Walter Benjamín escribió en su ensayo El narrador que el gran problema de los contemporáneos era la poca capacidad de captar la experiencia. Los soldados de la segunda guerra mundial llegaron a sus países con la cara hundida en el barro y con los labios sellados. No tenían una sola historia para plasmar. La muerte, la sabiduría, y la vejez han quedado relegados por la inalcanzable, y muy saturable, tecnología. Los abuelos, que han sido siempre ese estado de la vida que se sostiene a partir del recuerdo, intentan siempre buscar el espacio para transmitir algo de lo que vivieron, y que Benjamín llama: experiencia.

Si hay una región capaz de transmitir esa experiencia: real, mágica, ficcional, terrorífica, o simplemente casual, es el Llano. En sus mitos y leyendas, que surgieron de los meses que pasaban sobre un caballo los jornaleros, existe aún la capacidad y la necesidad de entretener. Ese entretenimiento nos une en un acto ritual de acercamiento, de comprensión del otro, de ampliar nuestra percepción de la realidad y reconocer, quiérase o no, que el Llano es ese entramado de sabana y diablos que producen espanto y a la vez curiosidad.

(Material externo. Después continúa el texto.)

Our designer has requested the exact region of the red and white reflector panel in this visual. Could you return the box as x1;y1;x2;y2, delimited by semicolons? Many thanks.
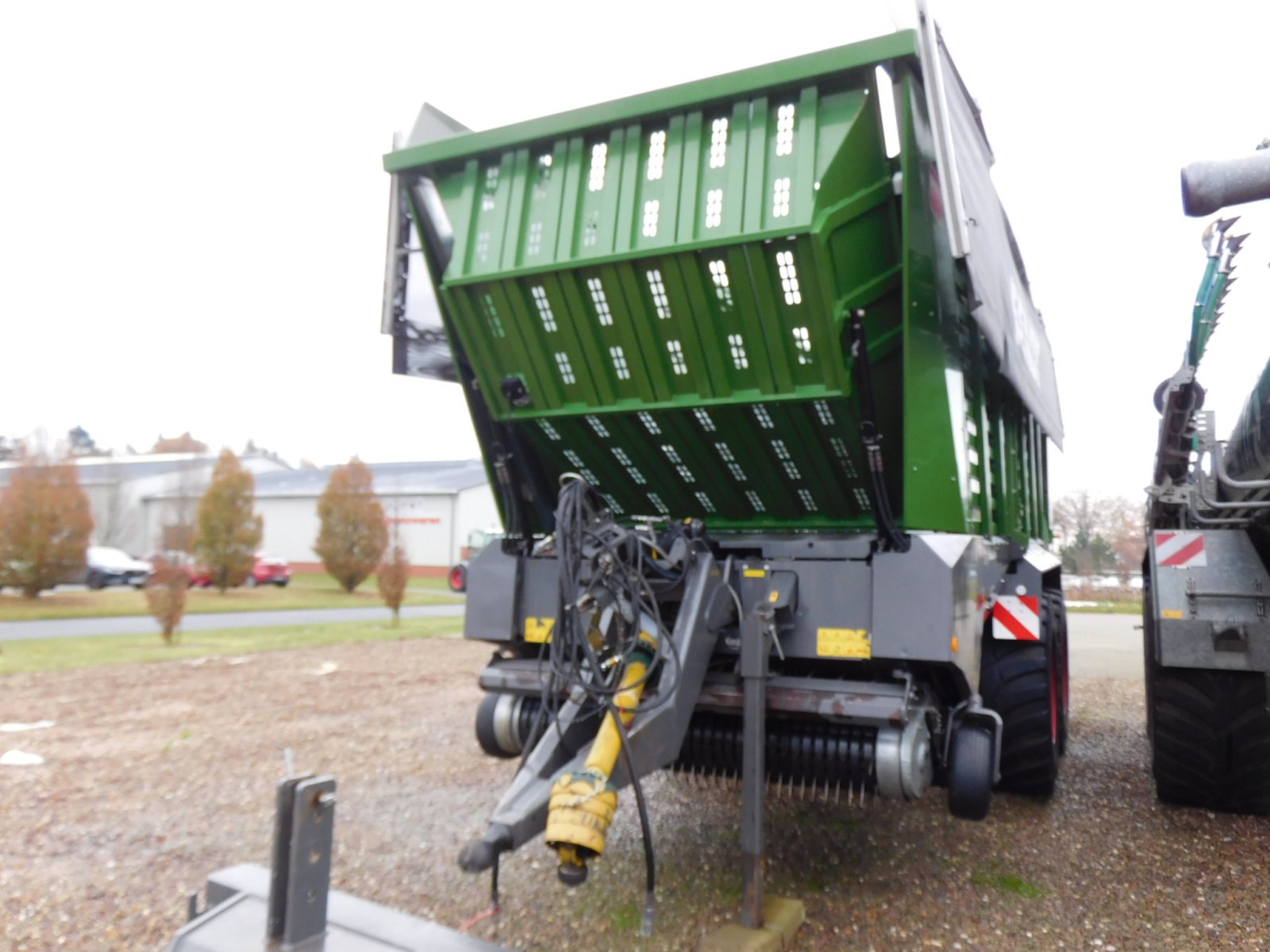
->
992;595;1040;641
1156;532;1208;569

Veo pues, con profunda preocupación, que hasta en tierras poéticas y de grandes extensiones de tierra: propicias para contar historias y para el ocio, que ya no se cuentan historias. Una profunda aferración por la razón y de creer solo en lo razonable, está coartando la imaginación y la capacidad de entender que entretener es también aceptar como real lo que es irreal.

Pd: Todo esto se ve reflejado en la cultura: ya no están ni Juan Harvey Caicedo ni el Cazador Novato, esa es una realidad. Pero las canciones llaneras han perdido la capacidad de plasmar historias, de contarnos algo, y ahora se concentran es en capturar imágenes. De igual manera, veo con suma preocupación, que el Departamento del Meta es de los pocos, a nivel Nacional, en los cuales al día de hoy no se realizan concursos de escritura. (siendo, no sobra decirlo una vez más, en uno de los territorios más cargados de historias).